Emerson and Winifred had a daughter, Helena, who became a professor of sociology, and a son William Jelliffe who worked on anatomy at the University of California. Winifred died in 1949 after which he married Eleanor Fish, with whom he had written a children's book Termite City (1937).

Emerson's collection of termites was donated to the American Museum of Natural History and contained about a million specimens of about 1745 species of termites.

In a posthumous biography of Emerson, Wilson and Michener (1982) stated:

"Until his death he was the leading authority on termites, a restless technical expert who contributed massively to their classification, anatomy, and biogeography. He was also an important contributor to modern ecology, one of the synthesizers of 1940s and 1950's who brought the large quantities of new data on adaptation, physiology, behavior, and distribution into line with the emerging principles."

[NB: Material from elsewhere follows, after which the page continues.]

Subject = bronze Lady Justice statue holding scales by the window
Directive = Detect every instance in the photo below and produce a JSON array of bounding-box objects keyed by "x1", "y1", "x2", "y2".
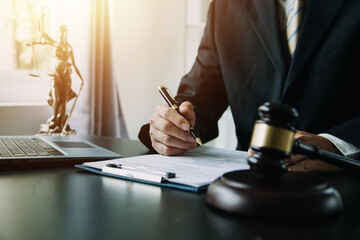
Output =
[{"x1": 27, "y1": 9, "x2": 84, "y2": 135}]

Through his sister who lived in India, Emerson became a friend of the Indian prime minister Indira Gandhi and also collaborated with termite specialists at the Zoological Survey of India in Calcutta.

== Honors ==
Emerson was elected in 1926 a fellow of the American Association for the Advancement of Science and in 1937 a fellow of the Entomological Society of America.

== Publications ==
- 1925. Termites of the Belgian Congo and the Cameroon
- 1938. Termite nests--a study of the phylogeny of behavior
- 1939. "Social Coordination and the Superorganism" in: American Midland Naturalist. Vol. 21, No. 1 (Jan., 1939), pp. 182–209
- 1949. Principles of animal ecology. With W.C. Alice, O. Park, T. Park, and K.P. Schmidt. Philadelphia : Saunders.